Friday, April 19, 2013

Everything Will Be Fine


   “Will I ever again sit behind this narrow desk furrowed by a thousand pencil marks? Will I ever again share secrets and moments of hilarity with my classmate? Perhaps schools will reopen soon. Perhaps the country will settle down under German occupation and everything will be just as before. I just know that soon everything will be as before. Lessons will resume and our class will be together again. And we will graduate as planned. i’m quite certain of that.” - Ellie, I Have Lived a Thousand Years, Chapter entitled “Hey, Jew Girl, Jew Girl...”, p. 23 (MARCH 25, 1944).

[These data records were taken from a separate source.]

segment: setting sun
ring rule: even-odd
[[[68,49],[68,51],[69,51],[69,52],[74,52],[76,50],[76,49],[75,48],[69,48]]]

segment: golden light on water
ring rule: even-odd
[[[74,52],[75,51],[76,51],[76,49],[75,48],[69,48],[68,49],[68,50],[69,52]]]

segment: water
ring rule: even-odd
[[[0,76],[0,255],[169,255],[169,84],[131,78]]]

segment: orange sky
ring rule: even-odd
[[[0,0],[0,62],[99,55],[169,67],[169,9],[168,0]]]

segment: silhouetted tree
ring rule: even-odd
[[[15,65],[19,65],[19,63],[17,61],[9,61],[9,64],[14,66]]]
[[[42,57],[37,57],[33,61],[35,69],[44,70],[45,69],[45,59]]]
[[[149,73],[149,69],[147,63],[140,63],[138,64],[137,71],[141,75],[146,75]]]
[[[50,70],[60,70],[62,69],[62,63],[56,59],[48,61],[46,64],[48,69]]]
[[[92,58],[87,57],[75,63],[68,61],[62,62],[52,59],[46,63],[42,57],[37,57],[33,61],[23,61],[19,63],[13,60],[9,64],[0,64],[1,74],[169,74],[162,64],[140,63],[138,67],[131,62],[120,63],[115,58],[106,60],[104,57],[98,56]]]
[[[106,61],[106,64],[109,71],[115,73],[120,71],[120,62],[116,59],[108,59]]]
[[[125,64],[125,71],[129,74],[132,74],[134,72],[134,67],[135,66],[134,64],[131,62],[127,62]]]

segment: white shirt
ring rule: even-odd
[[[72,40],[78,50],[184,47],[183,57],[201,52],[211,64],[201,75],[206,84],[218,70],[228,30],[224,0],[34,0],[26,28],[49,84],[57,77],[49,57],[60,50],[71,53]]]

This shows how slowly the Jews began to lose their freedom to the Nazis, but not just the Jews other people to had to suffer too. Ellie could no longer attend school because her school had been “closed”. She didn't have a choice but she still had hope that she would be able to graduate with her classmates once everything was settled down. Meaning she had hope that everything would be fine and nothing bad would happen. And when everything was resolved it would go back to how it was before. If I would have been in her situation I would have obviously not have had a choice as well but it would've seemed weird to me that they decided to “close” school three months before graduation. This makes me feel terrible, because of what the things children had to go through at a young age. They had to say goodbye to their education, friends but most importantly their freedom.

The theme of this is choiceless choices because Ellie had no other choice than not go to school anymore. A choiceless choice means that you are left with only one option. A lot of people take the opportunity of going to school to learn and spend time with classmates for granted. It doesn't matter to them, but what if one day someone told you, that you couldn't to go to school and learn, spend time with your classmates? Like it was done with Ellie she had no choice but to follow orders. And its astonishing how even though that happened she was sure that it couldn't last long and that everything would be fine. HOPE. Hope had a lot to do during the Holocaust because, hope was the only thing keeping people alive in the ghettos, if you lost hope, and just couldn't stand the harsh living conditions then you'd die.